Alfred Kow Yong Loo Lin School of Medicine Surgery 2015(1)

What Used to Be

Patient safety issues are one of the important core competencies required by the Accreditation Council for Graduate Medical Education International LLC (ACGME-I) residency training in all the restructured hospitals. There is a need to ensure NUS medical graduates are well placed to handle these higher levels of training.

Problems We Identified

  • Students feedback about the lack of exposure to concepts of patient safety
  • Patient safety was unable to catch up with the continuous addition of unintended consequences
  • Introduction of more sub-specialities and more gaps in care
  • Nature of harm constantly evolving
  • Culture of patient safety not adequate
  • Inadequate incorporation in Undergraduate Training syllabus

 

What We Did

A gaming application “2nd Generation PASSED (PAtient Safety in Surgical EDucation)” on the iPad to teach concepts of patient safety was developed and rolled out.
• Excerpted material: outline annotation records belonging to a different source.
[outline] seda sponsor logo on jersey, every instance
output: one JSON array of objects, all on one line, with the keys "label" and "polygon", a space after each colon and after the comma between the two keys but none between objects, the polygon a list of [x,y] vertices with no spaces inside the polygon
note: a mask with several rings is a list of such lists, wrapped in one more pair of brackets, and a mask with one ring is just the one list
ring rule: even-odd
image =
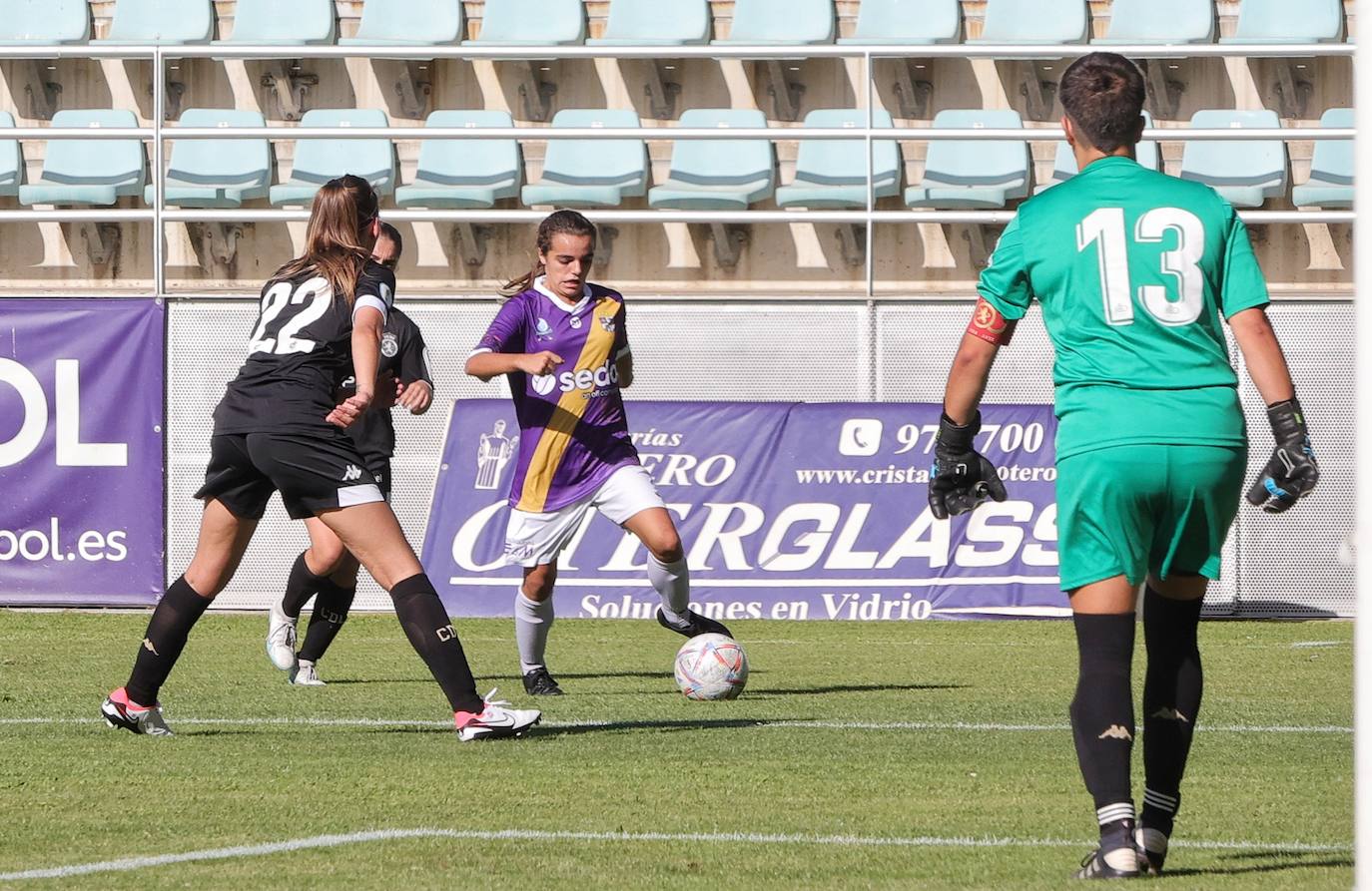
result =
[{"label": "seda sponsor logo on jersey", "polygon": [[576,371],[563,371],[561,374],[535,374],[530,378],[530,387],[539,396],[547,396],[554,389],[564,393],[589,391],[583,392],[582,398],[595,399],[609,395],[619,387],[619,369],[615,367],[613,362],[605,362],[605,365],[597,369],[579,369]]}]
The aims of the game is two-fold:

  1. Enhance the learning experience by incorporating real life adverse events and sentinel events that had taken place in hospital and introduce these learning aspects to students using gaming pedagogy;
  2. Raise awareness of patient safety at everyday work in the healthcare system.

 

How This Helped

The game requires the students to search for suitable devices in the medication and equipment trolley, know the appropriate steps before performing a procedure, include checking for consent and patient identify verification, etc. A summary of learning points is shown to the students at the end of each act before they proceed to the next act of the game. Detailed steps of how the students had chosen to proceed with the game are recorded by the application which allows the educator to study and analyse the student’s learning behaviours.